# Beware those with Google shopping carts, scam to you soon



## binki (Jul 16, 2006)

This came to my google shopping cart email. 

Good day, 

I am Barrister David Lim,an attorney at law.A deceased client of mine,by name Mr.Thomas Smith, who 
here in after shall be referred to as my client,died as a result of an car accident here in Singapore. 

I am contacting you to assist me in ensuring that the funds lodged by my client with a bank/finance 
company in Canada,his bank,is not decleared unclaimed hence my reason for this contact to you 
because his bank has issued me a notice to contact the next of kin,or the account will be confiscated by 
the canadian government. 

My proposition to you is to seek your consent to present you as the next-of-kin and beneficiary of my late 
client,so that the proceeds of this account can be paid to you,then we can share the amount on a 
mutually agreed-upon percentage. 

All legal documents to back up your claim as my client's next-of-kin will be provided and forwarded the 
bank/finance company.All I require is your honest cooperation to enable us see this transaction through. 

This will be executed under a legitimate arrangement that will protect you from any breach of international 
money laundering law.If this business proposition offends your moral values,do accept my apology.Please 
contact me at once to indicate your interest. 
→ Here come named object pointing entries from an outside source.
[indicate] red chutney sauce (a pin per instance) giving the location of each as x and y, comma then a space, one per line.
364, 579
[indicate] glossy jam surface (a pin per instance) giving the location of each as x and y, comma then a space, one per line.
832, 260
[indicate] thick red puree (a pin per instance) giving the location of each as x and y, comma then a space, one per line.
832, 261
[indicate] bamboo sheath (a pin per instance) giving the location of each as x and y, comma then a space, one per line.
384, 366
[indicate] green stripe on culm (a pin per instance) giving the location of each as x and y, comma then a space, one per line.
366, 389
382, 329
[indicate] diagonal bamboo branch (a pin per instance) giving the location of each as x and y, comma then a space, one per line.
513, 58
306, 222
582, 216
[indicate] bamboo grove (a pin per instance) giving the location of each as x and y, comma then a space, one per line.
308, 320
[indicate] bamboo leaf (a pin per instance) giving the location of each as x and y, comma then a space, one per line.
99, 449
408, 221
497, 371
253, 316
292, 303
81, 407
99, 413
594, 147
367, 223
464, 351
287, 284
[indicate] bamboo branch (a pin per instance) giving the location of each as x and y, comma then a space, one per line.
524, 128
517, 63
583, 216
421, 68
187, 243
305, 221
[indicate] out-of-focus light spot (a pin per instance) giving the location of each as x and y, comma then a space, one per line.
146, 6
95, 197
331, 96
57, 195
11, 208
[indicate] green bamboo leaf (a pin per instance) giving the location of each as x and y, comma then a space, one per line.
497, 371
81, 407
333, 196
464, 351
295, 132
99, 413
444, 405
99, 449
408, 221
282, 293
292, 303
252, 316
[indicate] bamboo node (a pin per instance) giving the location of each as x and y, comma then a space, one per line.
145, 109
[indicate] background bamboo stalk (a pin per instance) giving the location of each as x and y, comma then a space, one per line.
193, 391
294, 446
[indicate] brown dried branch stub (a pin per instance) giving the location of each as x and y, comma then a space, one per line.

However if you are willing to assist me in this venture i will establish a verbal telephone communication 
with you and bring you into a much better picture of the situation.Please forward your name,address,date 
of birth,tel and fax numbers to my private emial adddress below. 

Best Regards, 

BARRISTER DAVID LIM 
DAVID LIM & PARTNERS 
50 RAFFLES PLACE 
#17-01 SINGAPORE LAND TOWER, 
S(048623) 

Email: 

LIM:275664


----------



## Jasonda (Aug 16, 2006)

Nice one!


----------



## Rodney (Nov 3, 2004)

It's not just targeted people with Google shopping carts. Anybody with an email address will probably get that spam sooner or later 

It's one of the regulars I receive, but it's good for folks to know it's a scam.


----------



## binki (Jul 16, 2006)

I like how the letter indicates they want your _honest cooperation_ to help them commit a crime.


----------



## Twinge (Apr 26, 2005)

Yeah, these are fun. We talked about this a bit in a past thread; 419eater.com is quality entertainment for those that haven't seen it before =)


----------



## Solmu (Aug 15, 2005)

Some relevant past threads.


----------



## Vtec44 (Apr 24, 2006)

I was getting so many of those, I had to disable my email address and have my customers use the email form instead.


----------



## binki (Jul 16, 2006)

We got another one today, same email, different sender.


----------



## Buechee (Dec 22, 2005)

I've got 2 of those. Both by a different person. I just replied with some off the wall reply and that was the end of it.


----------